Mat Barnes, associate at Studio 54 Architects, gives us three of his specification favourites

Western red cedar
For the new house on Elfort Rd, an ‘urban cabin’ on a constrained brownfield site between existing terraced housing, we used a limited palette of materials, chosen for their suitability, robustness and beauty. Western Red Cedar was used for joinery items, windows and doors, and for wall cladding (both internal and external) and fencing. Cedar is an extremely versatile, hard wearing softwood with a fine grain and naturally rich colours, that resists shrinkage, warping and twisting. We coated the external joinery with Osmo UV protection oil so that the rich warm tones would not fade.
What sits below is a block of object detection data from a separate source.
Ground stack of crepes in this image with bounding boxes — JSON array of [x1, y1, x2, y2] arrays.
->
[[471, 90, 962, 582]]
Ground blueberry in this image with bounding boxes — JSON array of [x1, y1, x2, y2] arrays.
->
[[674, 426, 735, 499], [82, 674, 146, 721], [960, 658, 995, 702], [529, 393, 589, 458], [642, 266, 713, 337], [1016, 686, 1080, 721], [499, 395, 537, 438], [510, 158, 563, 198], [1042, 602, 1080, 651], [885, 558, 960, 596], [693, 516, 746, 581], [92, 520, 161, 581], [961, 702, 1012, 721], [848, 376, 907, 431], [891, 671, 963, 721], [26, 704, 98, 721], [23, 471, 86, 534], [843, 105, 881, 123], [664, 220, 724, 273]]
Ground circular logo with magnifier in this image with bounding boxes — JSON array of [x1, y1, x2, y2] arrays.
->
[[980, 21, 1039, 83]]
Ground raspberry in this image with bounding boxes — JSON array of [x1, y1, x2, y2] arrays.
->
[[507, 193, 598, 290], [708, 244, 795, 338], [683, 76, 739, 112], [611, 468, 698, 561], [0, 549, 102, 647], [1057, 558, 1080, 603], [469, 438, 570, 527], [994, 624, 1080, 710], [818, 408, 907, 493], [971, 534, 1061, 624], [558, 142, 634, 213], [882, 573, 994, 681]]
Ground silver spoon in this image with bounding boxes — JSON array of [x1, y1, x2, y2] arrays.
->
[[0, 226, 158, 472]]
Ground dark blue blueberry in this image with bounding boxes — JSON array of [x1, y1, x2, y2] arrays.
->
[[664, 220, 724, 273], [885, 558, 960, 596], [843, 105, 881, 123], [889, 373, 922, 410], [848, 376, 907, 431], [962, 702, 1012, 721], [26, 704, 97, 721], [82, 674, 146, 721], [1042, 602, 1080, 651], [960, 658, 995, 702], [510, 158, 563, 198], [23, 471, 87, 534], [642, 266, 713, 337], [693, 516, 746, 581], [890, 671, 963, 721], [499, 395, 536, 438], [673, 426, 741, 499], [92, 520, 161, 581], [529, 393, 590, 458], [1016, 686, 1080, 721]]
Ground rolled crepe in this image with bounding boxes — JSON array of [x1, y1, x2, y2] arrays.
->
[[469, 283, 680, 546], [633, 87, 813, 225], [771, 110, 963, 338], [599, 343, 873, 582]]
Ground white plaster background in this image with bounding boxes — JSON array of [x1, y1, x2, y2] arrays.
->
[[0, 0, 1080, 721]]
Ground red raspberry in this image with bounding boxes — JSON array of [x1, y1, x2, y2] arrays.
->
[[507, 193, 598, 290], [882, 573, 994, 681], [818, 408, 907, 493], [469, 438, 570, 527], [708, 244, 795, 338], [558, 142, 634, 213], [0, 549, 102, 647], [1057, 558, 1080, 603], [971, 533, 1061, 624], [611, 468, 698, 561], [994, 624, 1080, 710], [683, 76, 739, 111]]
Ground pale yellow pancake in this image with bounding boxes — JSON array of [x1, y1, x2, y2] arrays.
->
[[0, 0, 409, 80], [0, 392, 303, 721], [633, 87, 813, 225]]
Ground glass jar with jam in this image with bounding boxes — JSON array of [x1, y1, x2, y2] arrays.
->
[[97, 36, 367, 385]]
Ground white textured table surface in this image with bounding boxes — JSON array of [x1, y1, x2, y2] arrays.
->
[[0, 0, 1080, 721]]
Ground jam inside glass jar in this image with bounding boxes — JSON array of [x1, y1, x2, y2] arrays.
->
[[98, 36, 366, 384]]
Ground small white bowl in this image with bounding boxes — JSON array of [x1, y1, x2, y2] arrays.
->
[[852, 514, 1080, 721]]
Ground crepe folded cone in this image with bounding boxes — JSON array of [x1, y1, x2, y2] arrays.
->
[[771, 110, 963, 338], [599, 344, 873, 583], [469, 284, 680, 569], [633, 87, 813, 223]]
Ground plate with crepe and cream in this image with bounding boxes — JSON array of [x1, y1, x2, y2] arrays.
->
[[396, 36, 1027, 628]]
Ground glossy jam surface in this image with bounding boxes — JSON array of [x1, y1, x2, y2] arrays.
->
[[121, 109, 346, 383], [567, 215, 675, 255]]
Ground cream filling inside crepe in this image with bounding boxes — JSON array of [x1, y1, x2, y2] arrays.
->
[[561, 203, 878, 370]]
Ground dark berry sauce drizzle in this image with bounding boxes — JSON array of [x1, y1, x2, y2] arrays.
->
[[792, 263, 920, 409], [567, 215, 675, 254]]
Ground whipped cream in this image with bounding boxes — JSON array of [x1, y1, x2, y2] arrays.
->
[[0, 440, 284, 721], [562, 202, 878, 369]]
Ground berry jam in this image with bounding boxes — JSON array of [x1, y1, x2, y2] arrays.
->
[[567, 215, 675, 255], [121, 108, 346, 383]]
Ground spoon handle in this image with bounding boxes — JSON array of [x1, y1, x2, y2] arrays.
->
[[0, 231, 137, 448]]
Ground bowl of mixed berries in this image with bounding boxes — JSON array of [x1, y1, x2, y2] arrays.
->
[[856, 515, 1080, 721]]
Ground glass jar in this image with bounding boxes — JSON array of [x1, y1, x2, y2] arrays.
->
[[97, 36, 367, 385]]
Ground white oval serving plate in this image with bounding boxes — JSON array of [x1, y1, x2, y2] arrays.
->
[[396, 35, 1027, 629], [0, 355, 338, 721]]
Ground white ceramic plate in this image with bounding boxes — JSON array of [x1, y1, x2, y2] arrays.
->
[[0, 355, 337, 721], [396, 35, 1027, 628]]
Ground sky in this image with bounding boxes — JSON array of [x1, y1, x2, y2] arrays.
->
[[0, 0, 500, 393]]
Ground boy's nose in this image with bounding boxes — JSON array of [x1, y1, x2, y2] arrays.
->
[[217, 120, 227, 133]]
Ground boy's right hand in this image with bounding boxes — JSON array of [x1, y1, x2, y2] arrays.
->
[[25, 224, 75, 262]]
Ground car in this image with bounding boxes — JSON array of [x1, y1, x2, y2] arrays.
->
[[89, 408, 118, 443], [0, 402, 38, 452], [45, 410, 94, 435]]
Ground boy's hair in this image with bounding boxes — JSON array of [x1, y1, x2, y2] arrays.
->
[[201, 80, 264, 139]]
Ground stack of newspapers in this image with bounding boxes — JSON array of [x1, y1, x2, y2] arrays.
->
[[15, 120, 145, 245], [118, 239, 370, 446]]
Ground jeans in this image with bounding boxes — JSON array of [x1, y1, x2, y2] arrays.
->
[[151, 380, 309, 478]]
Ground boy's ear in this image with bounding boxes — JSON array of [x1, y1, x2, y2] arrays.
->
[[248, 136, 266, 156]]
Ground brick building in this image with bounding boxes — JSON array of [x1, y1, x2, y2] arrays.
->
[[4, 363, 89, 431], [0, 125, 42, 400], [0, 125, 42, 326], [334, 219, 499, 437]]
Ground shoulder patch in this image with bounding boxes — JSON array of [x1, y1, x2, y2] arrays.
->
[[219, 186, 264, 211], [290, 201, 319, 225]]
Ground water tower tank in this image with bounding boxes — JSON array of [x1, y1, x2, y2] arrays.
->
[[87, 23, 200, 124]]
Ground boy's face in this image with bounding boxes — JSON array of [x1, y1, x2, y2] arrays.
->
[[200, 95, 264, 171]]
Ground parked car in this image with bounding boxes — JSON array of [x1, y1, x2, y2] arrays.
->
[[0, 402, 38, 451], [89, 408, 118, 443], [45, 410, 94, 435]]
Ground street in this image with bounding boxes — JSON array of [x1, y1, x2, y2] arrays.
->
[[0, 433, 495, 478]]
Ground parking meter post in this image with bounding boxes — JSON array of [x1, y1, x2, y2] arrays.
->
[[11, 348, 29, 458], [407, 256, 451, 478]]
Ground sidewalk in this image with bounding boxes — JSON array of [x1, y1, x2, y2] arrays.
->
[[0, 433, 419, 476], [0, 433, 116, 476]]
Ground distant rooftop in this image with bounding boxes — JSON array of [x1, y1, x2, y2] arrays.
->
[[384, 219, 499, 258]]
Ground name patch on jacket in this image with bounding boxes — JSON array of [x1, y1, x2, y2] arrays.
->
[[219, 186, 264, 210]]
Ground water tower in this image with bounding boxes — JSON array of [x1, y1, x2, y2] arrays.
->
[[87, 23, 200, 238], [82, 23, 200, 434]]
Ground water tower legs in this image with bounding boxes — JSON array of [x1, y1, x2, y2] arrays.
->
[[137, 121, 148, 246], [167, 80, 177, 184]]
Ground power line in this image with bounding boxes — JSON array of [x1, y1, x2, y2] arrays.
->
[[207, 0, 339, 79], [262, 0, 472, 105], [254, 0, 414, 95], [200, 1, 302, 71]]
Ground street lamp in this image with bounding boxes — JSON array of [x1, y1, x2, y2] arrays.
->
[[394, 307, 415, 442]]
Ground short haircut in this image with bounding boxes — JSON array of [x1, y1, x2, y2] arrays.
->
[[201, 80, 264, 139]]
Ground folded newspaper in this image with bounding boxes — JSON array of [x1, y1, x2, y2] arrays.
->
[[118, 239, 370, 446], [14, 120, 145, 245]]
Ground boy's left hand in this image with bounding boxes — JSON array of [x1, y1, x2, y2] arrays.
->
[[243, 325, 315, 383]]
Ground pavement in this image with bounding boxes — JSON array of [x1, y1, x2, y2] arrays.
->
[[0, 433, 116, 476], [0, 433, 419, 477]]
Insulated concrete formwork
We have been exploring use of insulated concrete formwork (ICF) for our infill housing schemes for Peabody. Planning restrictions dictated a brick finish so we coupled an ICF system with carefully procured brick slips. The advantages are numerous: it provides a singular structural system which can deal with corner openings and cantilevers; it avoids expensive structural thermal connections with a thermal line on both sides of the structural core; on site, it gets watertight faster and its inherent air-tightness cuts the need to tape material joints.


Internal Douglas fir plywood cladding  
We specified fire rated plywood on a commercial project linked to industrial workshops in Turnham Green. Plywood resonates with the history of timber manufacture and retains an industrial aesthetic. Douglas fir plywood wall panels have a highly functional robust surface for fixing/hanging, and their warm colour contrasts with internal fair faced concrete and plasterboard surfaces. The panels are supplied treated with fire retardant to a UK rating Class 3, enabling us to meet functional and aesthetic requirements and the fire safety regulations.